Creating such a culture is much harder than it looks, Tolle and Teno argued. Oregon has successfully integrated awareness of end-of-life care at all levels, from state government and emergency care to individual decisions made by patients and their doctors.

“If patients’ goals are not linked to actionable care plans that are supported by local health care systems and state regulations, many patients who wish to remain at home will die intubated for all the reasons the current system fails them,” they wrote.

Across the US, there’s been a push to promote ways to indicate end-of-life treatment preferences, including advance directives, which provide guidance for future care, and Physician Orders for Life-Sustaining Treatment, or POLST, portable medical orders authorizing current care. Twenty-two states now have POLST programs and others are working on or considering them, said Tolle, who co-led the creation of POLST in the early 1990s.

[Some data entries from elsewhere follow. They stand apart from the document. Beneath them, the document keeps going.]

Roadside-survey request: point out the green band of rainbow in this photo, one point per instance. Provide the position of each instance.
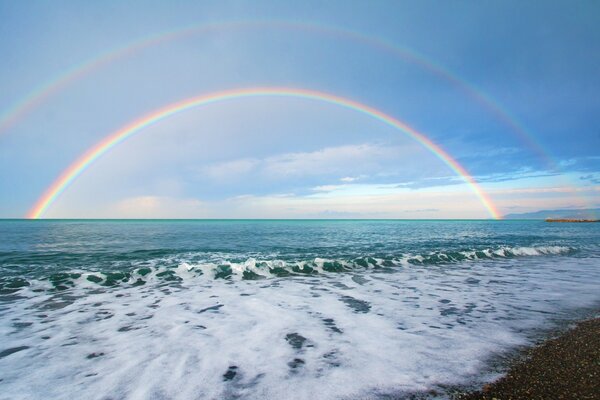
(83, 162)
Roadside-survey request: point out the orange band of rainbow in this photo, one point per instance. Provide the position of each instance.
(83, 162)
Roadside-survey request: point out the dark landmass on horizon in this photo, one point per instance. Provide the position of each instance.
(585, 213)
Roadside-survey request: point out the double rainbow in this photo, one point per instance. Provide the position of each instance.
(112, 140)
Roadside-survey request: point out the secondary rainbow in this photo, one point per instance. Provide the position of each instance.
(112, 140)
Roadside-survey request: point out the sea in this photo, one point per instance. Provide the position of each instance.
(281, 309)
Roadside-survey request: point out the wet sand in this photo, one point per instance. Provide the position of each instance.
(565, 367)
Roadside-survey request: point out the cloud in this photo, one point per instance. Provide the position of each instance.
(158, 207)
(352, 162)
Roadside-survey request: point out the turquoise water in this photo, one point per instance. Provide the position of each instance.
(229, 309)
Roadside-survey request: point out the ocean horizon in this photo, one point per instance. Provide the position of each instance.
(280, 308)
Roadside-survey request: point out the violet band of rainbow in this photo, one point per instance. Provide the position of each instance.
(83, 162)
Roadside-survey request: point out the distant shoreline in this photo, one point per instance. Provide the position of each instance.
(571, 220)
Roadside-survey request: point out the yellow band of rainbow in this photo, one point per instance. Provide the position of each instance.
(112, 140)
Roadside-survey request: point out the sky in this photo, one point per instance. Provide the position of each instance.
(507, 89)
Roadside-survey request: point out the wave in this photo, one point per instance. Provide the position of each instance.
(172, 269)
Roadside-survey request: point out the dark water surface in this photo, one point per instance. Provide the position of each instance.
(277, 309)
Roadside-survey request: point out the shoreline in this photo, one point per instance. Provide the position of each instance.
(564, 365)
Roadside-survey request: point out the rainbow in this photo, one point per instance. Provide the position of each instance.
(82, 163)
(36, 97)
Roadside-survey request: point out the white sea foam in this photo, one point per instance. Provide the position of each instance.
(363, 333)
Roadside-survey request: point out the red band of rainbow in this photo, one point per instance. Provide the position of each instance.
(112, 140)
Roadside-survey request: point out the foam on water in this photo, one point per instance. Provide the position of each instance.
(364, 333)
(226, 266)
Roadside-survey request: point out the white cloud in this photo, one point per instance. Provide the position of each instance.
(158, 207)
(355, 159)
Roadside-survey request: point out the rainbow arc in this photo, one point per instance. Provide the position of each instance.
(94, 153)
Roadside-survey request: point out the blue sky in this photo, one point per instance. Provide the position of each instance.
(279, 158)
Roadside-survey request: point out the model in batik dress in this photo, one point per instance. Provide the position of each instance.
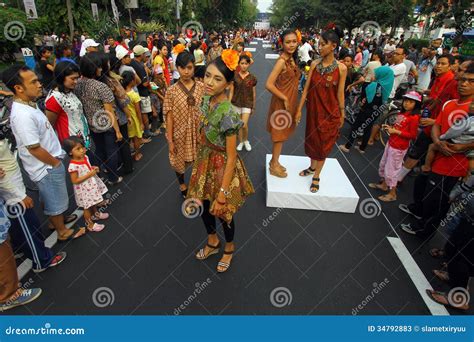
(182, 113)
(219, 181)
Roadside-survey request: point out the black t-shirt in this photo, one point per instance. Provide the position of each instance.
(141, 72)
(47, 76)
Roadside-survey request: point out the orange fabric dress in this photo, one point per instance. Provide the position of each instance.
(323, 116)
(281, 123)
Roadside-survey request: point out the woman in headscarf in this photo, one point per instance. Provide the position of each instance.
(374, 100)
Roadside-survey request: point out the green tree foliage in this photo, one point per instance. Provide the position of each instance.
(441, 11)
(347, 14)
(17, 30)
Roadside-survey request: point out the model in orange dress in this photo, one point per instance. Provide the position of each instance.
(283, 84)
(325, 107)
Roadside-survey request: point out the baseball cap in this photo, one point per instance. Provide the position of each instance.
(121, 52)
(139, 50)
(413, 95)
(85, 44)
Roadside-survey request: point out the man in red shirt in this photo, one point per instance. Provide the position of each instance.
(431, 201)
(449, 92)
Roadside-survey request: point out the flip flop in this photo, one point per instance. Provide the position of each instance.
(73, 236)
(67, 219)
(437, 252)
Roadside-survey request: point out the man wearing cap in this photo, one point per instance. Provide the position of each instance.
(88, 45)
(143, 87)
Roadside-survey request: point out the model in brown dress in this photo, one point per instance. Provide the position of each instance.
(181, 110)
(325, 106)
(283, 84)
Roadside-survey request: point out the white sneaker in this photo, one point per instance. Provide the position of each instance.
(247, 146)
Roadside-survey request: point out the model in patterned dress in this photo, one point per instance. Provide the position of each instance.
(283, 84)
(181, 111)
(325, 106)
(219, 180)
(88, 187)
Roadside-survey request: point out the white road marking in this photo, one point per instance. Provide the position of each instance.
(415, 273)
(417, 276)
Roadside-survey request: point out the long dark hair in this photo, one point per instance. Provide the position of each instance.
(63, 70)
(219, 63)
(333, 36)
(282, 38)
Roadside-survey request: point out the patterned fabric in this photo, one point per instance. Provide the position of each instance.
(89, 192)
(93, 95)
(121, 98)
(4, 222)
(134, 127)
(220, 121)
(70, 116)
(185, 119)
(208, 169)
(243, 90)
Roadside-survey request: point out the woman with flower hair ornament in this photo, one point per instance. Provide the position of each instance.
(219, 181)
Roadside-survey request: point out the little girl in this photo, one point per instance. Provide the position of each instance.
(88, 187)
(404, 130)
(243, 95)
(135, 125)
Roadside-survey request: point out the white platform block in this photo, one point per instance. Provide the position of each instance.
(336, 194)
(271, 56)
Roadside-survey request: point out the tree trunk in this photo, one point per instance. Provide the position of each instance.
(70, 19)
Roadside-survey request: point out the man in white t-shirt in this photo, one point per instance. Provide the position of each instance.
(399, 70)
(389, 47)
(38, 147)
(304, 51)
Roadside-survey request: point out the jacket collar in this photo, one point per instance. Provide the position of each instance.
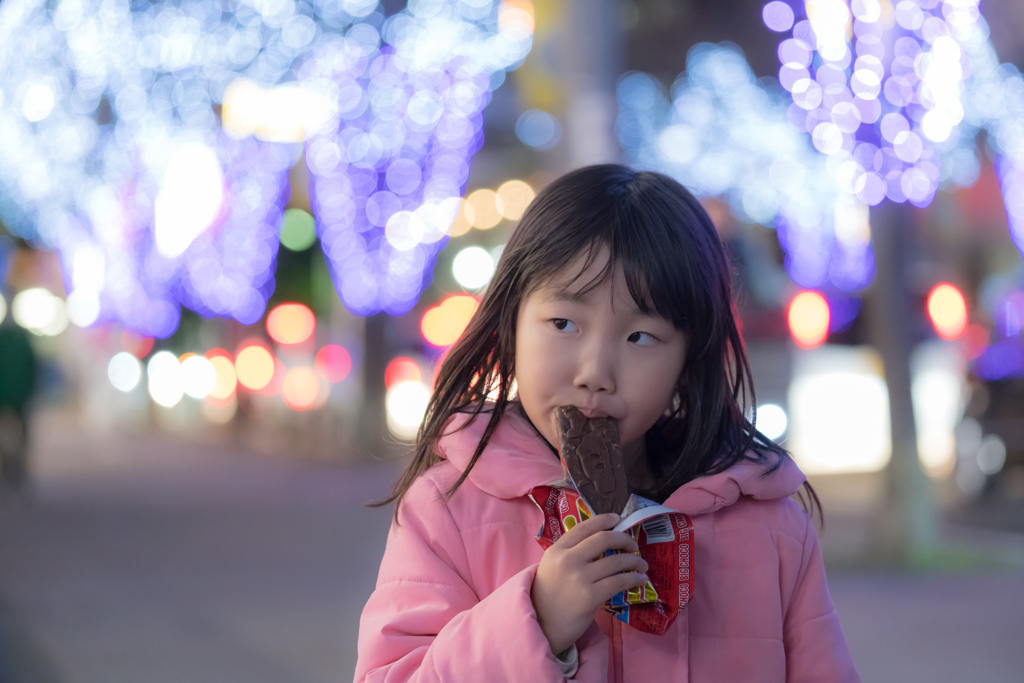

But the researchers warned that, while POLST efforts are important, simply filling out the forms is not enough.

“We were highlighting that there’s no simple answer,” Tolle said. “You can’t just do one thing and think that you will change the culture of end-of-life care. It is a whole lot of work.”

Dr. Scott Halpern, a medical ethics and health policy expert at the Perelman School of Medicine at the University of Pennsylvania, has been a chief critic of POLST efforts, contending that there’s little evidence that the medical orders improve quality of life near death.

The new analysis by Tolle and Teno doesn’t fill the gap, he said. But he agreed with the authors’ contention that a focus on single interventions ignores the complexity of end-of-life decisions.

“Good end-of-life care involves physicians eliciting patients’ values, hopes and fears and making treatment decisions that align,” Halpern said.

The new analysis, which was funded by a grant from the Robert Wood Johnson Foundation, underscores that families and patients outside of Oregon must be vigilant to ensure they receive the care they want, Tolle said.

“The level of care you receive near the end of life depends more on the state you live in and the systems they have in place than your actual wishes,” she said.